For first-time funds without DPI, GPs must build a compelling pre-exit narrative:

  • Track record of exits from prior roles. "At Firm X, I led the investment in Company Y, which exited at 5x in 24 months."
  • Anchor LPs who validate the thesis. A commitment from a respected family office or institution provides social proof.
  • Co-investment opportunities. Offering family offices the ability to co-invest alongside the fund—and see the deal pipeline firsthand—reduces perceived risk.

3. Capital Efficiency

Family offices dislike funds that burn capital on management fees. They evaluate:

  • Fund size relative to opportunity. A $50 million fund targeting a $200 million market is efficient. A $200 million fund targeting a $50 million market is not.
  • Fee structure. 2% management fee on a $50 million fund generates $1 million per year. Family offices want to see that money going to sourcing, diligence, and portfolio support—not salaries and offices.
  • GP commitment. How much of their own capital is in the fund? 5% is standard. 10%+ signals strong alignment.
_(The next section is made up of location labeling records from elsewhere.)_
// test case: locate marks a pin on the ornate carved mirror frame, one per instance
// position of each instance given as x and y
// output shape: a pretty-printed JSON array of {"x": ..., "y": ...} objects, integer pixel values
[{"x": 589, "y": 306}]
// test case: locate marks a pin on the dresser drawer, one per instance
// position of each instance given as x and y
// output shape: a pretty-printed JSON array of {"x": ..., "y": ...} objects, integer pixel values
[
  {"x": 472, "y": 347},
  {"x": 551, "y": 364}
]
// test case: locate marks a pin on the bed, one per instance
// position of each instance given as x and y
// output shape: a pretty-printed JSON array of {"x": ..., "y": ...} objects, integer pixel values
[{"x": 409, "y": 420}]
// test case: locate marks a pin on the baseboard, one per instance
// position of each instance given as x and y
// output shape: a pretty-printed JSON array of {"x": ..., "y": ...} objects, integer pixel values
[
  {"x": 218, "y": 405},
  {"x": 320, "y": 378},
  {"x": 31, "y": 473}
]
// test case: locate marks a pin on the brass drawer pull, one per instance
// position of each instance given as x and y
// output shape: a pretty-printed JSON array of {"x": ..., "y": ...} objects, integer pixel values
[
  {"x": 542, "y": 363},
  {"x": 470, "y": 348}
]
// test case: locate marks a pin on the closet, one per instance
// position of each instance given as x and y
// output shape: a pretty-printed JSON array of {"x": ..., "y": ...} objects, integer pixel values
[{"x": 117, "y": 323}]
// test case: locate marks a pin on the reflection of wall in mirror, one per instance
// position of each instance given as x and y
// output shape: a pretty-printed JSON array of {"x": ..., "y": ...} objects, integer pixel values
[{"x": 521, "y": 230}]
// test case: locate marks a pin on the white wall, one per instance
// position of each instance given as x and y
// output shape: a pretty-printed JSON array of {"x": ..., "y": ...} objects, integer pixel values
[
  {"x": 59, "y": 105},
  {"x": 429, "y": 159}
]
4. Access and Transparency

Family offices, especially single-family offices, want direct access to underlying assets. They value:

  • Co-investment rights. The ability to invest directly in portfolio companies alongside the fund.
  • Information rights. Regular updates on portfolio performance, not just quarterly reports.
  • Board observation rights. A seat at the table for key decisions.

This is where Altss data becomes critical. Family offices that offer co-investment rights are clearly marked in the platform, along with their typical check size and co-investment frequency.

5. Sector Resonance with Family Values

The most overlooked dimension. Family offices increasingly invest with purpose:

  • Next-generation interests. G3 family members often push capital toward climate tech, AI, and longevity.
  • Family legacy. A family that built a manufacturing business may want to invest in industrial automation.
  • Philanthropic goals. Impact investing is growing. 68% of family offices now allocate to impact strategies (UBS 2025).

Fund managers who can articulate how their thesis aligns with a family office's values—not just its return targets—win disproportionate attention.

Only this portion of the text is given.